Monday, January 5, 2015

Mutt Facts

MARS VET LAB says there are 38 million mutts in the U.S., meaning about 50% of US dogs are of mixed parentage. And they should know as they own the monopoly on the DNA test franchise. 

But that's a whole lot less than the Humane Society's estimate. They say around 70% are mixes. There are 61 million mongrels in the U.S. within the 83.3 million pet dog population. Additionally, 75% of shelter dogs are mutts.  And 20% of U.S. companion dogs are adopted from shelters. They should know, right?

Whatever the correct answer is, the good news is that shelter euthanasia has decreased significantly in the last few years because shelter volunteers, bless them, socialize the canine inmates, so more people are adopting.  

Do mutts have fewer genetic health issues?  Yes and no. It's true that a mutt with, for instance, a distant Golden Retriever ancestor will have a lower incidence of cancer than a purebred Golden. But a mutt that's only one generation removed from her purebred parent may have the same risk. Although pups have 50% of each parent's genes or variants of the gene, you don't know which parent's genes will be expressed.

Overall the incidence of genetic pathologies in mixed breeds is a little lower than their purebred counterparts.  Read more details about disease averages at this site.  

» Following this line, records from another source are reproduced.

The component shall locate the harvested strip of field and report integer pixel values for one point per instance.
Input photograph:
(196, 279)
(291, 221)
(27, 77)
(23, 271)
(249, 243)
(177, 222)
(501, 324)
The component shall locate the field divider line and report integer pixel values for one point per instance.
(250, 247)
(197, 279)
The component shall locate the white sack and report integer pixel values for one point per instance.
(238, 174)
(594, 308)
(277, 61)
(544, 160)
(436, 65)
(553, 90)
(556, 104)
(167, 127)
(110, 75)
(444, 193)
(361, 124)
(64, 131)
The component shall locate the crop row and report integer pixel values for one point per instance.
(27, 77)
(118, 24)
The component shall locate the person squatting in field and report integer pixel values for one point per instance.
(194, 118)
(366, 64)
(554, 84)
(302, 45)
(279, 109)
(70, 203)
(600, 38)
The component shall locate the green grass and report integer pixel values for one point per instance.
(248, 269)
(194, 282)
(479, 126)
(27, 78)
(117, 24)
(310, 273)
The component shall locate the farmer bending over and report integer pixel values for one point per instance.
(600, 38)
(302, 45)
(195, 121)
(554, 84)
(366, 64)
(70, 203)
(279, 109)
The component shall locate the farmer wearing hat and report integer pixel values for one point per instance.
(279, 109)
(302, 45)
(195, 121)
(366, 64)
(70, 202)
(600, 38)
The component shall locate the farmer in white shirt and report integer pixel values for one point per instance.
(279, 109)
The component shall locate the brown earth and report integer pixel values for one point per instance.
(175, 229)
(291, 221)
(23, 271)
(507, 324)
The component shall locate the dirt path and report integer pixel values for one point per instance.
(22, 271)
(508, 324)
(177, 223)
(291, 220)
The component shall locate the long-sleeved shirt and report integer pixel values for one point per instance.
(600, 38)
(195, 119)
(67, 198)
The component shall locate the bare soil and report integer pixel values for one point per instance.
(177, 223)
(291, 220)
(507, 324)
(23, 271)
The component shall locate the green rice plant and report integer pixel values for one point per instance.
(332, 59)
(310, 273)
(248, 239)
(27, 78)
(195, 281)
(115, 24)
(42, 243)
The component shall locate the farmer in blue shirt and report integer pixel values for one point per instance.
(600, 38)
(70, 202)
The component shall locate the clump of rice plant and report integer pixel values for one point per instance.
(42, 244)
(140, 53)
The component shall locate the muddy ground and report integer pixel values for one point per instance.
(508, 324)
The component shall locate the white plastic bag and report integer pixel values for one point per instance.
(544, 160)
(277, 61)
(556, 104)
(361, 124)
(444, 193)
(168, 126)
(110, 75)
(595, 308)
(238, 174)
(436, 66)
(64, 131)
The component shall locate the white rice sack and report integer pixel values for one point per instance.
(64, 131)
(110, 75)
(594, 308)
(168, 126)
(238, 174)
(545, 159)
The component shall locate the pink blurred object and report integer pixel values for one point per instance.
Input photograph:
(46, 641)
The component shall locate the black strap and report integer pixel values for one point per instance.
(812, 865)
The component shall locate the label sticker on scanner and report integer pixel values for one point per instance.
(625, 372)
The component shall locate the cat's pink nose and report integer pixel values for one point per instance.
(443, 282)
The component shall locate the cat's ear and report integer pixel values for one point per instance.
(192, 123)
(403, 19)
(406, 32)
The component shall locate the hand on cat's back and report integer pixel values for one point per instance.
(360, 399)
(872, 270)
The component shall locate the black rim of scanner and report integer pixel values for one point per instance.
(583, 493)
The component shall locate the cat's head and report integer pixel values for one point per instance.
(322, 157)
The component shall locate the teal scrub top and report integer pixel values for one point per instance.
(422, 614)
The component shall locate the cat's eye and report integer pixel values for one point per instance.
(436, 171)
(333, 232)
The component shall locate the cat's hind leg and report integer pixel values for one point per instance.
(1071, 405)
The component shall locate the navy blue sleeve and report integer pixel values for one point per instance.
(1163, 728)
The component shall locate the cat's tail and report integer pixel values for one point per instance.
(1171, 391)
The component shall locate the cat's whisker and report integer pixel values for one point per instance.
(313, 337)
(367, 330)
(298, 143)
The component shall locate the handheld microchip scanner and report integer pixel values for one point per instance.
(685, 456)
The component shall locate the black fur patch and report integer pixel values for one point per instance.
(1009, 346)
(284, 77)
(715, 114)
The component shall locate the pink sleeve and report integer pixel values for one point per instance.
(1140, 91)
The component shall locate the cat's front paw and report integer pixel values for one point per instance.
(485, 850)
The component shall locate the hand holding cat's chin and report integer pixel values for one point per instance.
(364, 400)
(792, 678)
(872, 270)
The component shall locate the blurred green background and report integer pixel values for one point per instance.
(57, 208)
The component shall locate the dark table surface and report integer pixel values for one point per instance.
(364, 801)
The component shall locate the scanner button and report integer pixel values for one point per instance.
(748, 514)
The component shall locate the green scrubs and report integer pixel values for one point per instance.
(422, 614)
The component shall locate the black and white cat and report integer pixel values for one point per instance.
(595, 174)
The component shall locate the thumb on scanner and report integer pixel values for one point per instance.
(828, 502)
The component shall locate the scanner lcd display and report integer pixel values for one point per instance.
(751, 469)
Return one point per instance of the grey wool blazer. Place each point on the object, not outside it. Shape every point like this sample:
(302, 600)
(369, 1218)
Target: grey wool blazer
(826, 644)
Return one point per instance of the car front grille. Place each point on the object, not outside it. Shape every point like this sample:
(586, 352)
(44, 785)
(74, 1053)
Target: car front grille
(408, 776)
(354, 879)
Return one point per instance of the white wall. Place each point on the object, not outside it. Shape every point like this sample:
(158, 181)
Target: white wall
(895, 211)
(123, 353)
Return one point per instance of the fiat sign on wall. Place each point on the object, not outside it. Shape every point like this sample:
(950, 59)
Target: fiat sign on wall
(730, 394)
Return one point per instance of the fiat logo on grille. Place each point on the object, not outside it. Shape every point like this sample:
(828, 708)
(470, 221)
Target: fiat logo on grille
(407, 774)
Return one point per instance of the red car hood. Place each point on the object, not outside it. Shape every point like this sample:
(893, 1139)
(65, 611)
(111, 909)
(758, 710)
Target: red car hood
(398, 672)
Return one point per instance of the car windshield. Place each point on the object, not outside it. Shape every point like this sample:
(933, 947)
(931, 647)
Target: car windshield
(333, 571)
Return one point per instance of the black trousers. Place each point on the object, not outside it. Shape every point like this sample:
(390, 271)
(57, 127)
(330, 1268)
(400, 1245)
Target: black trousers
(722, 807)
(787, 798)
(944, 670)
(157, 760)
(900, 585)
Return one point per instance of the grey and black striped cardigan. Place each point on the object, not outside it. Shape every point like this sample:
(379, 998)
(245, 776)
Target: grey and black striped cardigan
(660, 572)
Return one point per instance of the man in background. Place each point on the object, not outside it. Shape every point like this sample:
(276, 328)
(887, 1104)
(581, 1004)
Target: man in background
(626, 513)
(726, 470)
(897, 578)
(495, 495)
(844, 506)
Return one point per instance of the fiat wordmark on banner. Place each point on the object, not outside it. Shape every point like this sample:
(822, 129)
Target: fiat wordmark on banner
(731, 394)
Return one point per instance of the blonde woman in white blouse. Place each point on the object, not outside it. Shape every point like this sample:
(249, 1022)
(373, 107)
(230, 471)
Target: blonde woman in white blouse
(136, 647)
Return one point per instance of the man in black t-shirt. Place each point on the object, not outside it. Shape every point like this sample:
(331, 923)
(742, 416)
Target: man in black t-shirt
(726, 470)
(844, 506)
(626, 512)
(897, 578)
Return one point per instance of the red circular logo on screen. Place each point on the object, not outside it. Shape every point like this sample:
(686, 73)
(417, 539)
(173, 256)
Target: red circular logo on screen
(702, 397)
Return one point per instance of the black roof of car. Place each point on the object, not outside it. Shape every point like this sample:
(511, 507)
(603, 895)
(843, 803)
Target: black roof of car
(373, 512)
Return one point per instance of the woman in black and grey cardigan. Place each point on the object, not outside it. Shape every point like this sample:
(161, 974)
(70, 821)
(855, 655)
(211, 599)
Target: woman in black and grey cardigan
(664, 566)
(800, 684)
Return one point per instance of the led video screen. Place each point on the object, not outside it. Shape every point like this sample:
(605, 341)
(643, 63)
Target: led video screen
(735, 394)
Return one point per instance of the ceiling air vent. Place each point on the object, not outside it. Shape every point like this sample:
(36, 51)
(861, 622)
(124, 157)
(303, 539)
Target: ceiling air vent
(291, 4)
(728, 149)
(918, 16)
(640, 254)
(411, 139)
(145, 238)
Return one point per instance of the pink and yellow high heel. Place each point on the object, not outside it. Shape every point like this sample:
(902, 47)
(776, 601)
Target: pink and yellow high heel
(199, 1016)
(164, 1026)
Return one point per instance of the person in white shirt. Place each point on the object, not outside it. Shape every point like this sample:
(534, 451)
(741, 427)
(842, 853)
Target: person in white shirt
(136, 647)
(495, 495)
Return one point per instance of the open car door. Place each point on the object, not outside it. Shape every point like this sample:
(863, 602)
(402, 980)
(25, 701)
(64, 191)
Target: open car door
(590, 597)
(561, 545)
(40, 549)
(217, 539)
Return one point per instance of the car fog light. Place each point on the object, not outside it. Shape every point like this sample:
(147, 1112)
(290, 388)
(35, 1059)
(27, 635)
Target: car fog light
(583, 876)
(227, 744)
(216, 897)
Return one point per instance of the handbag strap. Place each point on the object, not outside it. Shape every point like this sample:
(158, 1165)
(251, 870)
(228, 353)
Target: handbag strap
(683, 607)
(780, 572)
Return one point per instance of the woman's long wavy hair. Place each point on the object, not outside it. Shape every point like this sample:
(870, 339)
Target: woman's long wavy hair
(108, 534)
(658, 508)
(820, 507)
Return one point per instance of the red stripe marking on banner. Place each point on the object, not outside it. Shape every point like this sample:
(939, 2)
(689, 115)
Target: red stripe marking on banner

But I won't argue which dogs are the best.  Mutts of course. Here are some of mine:

Lollie, Jess, Izzy, Gus and Chance

1 comment:

  1. Interesting post...I know many people prefer the 'mutt' to a purebred, believing that there are less health issues to deal with, but you do make a good point in that any pathology common in a particular breed could be expressed in any dog derived thereof.....I have to say that although I have purebred dogs, I do love 'mutts', they have such interesting faces, bodies and behaviours, this is so obvious in the photos of your mutt brood, they are all so special!!!!!